Submitted to: Arthropod Structure and Development
Publication Type: Peer reviewed journal
Publication Acceptance Date: 4/30/2003
Publication Date: 9/22/2003
Citation: LEOPOLD, R.A., FREEMAN, T.P., BUCKNER, J.S., NELSON, D.R. MOUTHPART MORPHOLOGY AND STYLET PENETRATION OF HOST PLANTS BY THE GLASSY-WINGED SHARPSHOOTER, HOMALODISCA COAGULATA, (HOMOPTERA: CICADELLIDAE). Arthropod Structure and Development. 2003. v. 32. p. 189-199. Interpretive Summary: The fine structure of the mouthparts of the glassy-winged sharpshooter, a vector of Pierce's Disease in grape, leaf scorch in oleander and almond and variegated chlorosis in citrus, was studied to gain insight on the feeding mechanisms of this insect. This insect feeds on the xylem fluid of a wide range of plants and during feeding transfers the bacteria which cause blockage of the xylem vessels. The mouthparts are of the piercing-sucking type and are typical for this group of insects. Several unique features associated with the segmented mouthpart structures that physically support the piercing stylets were identified. These features include an array of different types of surface sensory receptors that have not been previously described. These sensilla are hypothesized to have a function in the orientation of the insect to the plant and also in the correct positioning of the mouthparts into feeding sites within the host plants. Examination of proteinacious salivary sheaths, which surround the piercing stylets during feeding and remain evident after feeding, revealed that the insect successfully found xylem vessels on about 65% of its probes into plant tissues. The shorter length of mouthpart stylets of the very young sharpshooter nymphs apparently limit feeding to sites on the host plant where the xylem vessels are close to the surface, such as the leaf veins and margins.

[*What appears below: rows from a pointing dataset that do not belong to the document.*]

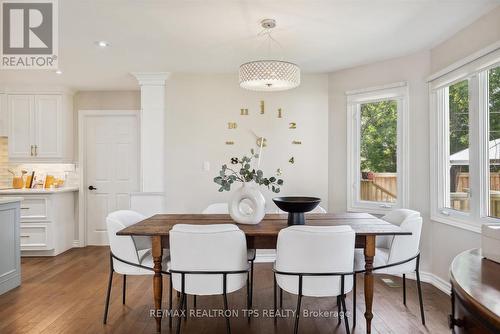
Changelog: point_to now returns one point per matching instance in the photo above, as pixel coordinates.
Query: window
(377, 141)
(494, 142)
(465, 144)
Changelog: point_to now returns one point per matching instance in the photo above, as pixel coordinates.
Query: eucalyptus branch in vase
(244, 173)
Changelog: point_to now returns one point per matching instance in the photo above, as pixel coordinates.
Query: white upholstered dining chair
(208, 260)
(223, 208)
(128, 255)
(315, 261)
(397, 255)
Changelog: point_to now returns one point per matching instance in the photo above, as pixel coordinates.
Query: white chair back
(218, 247)
(122, 247)
(315, 249)
(216, 208)
(404, 246)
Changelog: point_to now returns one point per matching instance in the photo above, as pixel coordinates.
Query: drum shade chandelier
(269, 75)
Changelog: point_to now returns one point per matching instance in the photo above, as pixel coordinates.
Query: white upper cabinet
(48, 126)
(21, 130)
(40, 127)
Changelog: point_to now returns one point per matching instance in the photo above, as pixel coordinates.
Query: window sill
(464, 225)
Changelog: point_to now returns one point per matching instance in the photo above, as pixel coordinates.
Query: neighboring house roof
(462, 157)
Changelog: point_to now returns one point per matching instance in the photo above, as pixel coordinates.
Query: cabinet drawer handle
(452, 322)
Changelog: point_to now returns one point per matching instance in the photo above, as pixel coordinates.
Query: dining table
(264, 236)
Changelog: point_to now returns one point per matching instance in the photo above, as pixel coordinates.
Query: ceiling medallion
(269, 75)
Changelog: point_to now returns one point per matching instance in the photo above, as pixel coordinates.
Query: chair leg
(108, 295)
(339, 309)
(419, 288)
(297, 314)
(354, 301)
(170, 303)
(346, 321)
(228, 325)
(404, 289)
(281, 298)
(181, 307)
(124, 288)
(275, 297)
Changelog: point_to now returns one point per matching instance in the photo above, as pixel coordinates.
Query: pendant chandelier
(269, 75)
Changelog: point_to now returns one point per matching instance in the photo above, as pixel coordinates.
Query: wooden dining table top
(363, 224)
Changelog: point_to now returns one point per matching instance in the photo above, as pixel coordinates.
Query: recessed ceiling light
(102, 44)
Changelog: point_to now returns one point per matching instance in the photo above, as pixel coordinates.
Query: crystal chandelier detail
(269, 75)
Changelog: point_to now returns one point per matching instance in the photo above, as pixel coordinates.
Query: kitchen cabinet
(10, 261)
(47, 220)
(40, 127)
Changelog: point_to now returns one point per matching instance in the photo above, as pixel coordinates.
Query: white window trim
(476, 72)
(399, 92)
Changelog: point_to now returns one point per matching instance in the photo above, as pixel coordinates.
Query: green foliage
(379, 136)
(227, 176)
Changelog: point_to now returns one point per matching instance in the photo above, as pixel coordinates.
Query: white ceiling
(208, 36)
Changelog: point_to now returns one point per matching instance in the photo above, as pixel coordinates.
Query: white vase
(247, 205)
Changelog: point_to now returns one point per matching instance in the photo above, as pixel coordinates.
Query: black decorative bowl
(296, 206)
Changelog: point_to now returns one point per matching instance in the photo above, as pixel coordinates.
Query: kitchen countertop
(6, 200)
(37, 191)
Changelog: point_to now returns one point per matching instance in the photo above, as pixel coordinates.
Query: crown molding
(151, 78)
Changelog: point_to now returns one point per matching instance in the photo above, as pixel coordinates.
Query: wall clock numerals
(262, 142)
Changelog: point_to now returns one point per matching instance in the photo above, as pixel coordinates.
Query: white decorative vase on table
(247, 205)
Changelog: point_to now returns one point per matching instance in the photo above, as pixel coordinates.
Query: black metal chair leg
(224, 290)
(281, 298)
(251, 284)
(124, 288)
(110, 281)
(170, 303)
(297, 314)
(339, 308)
(275, 297)
(181, 307)
(404, 289)
(419, 288)
(354, 301)
(346, 321)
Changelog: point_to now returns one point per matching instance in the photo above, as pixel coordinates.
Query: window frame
(399, 92)
(476, 72)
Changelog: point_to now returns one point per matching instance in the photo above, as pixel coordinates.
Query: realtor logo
(29, 34)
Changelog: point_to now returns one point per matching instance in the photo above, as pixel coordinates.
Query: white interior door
(111, 167)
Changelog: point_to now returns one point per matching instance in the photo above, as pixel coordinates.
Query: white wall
(414, 70)
(198, 109)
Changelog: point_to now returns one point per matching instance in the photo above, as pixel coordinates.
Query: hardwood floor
(66, 294)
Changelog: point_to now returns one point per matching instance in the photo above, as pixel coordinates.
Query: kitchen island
(10, 259)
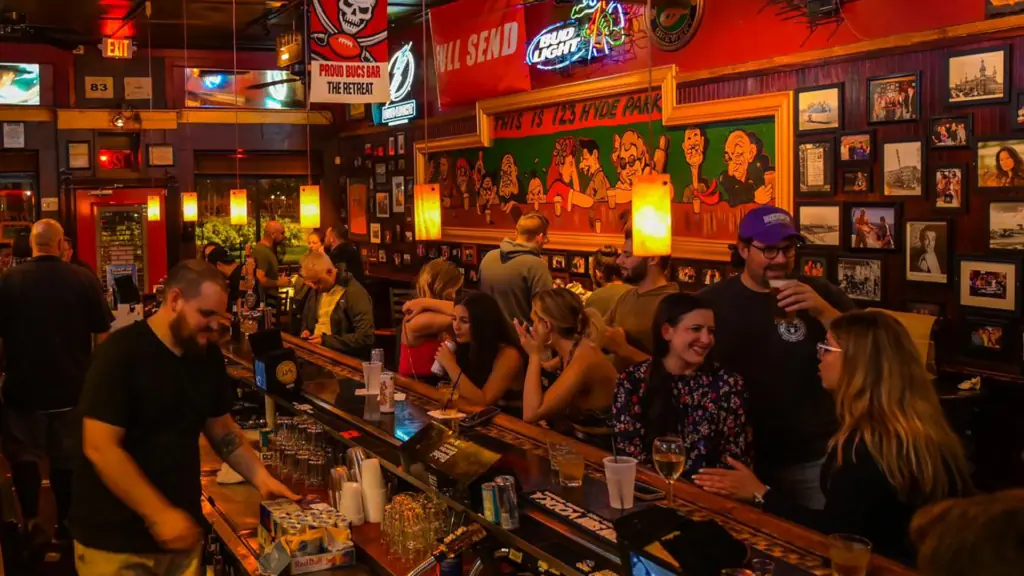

Technical Abstract: The ultrastructural morphology of the mouthparts the glassy-winged sharpshooter, Homalodisca coagulata, and method of plant penetration was examined using light microscopy, SEM, and TEM methods. The gross morphology of the labrum, labium, and stylet fascicle was consistent with what has been described for other plant-sucking homopterans. The ultrastructural examination of the mouthparts revealed unique details that have previously gone unreported. Several types of sensilla-like structures having the form of pegs and multi-lobed objects were identified on the outer surfaces of the labrum and within the labial groove. Dendritic canals terminated in an extensive network of smaller canals at the distal tip of the maxillary stylets below a series of surface denticles suggesting that this area may have a sensory function associated with locating xylem elements of host plants. Examination of salivary sheath pathways established that 65% of the plant penetrations by this insect terminated in the xylem vessels of the host plant. Probing by the insect was largely intracellular and terminal branching of a single probe site was common. Plant surface feeding sites varied with the stage of development which correlates with the depth of the xylem vessels and the length of the maxillary stylets of the various instars.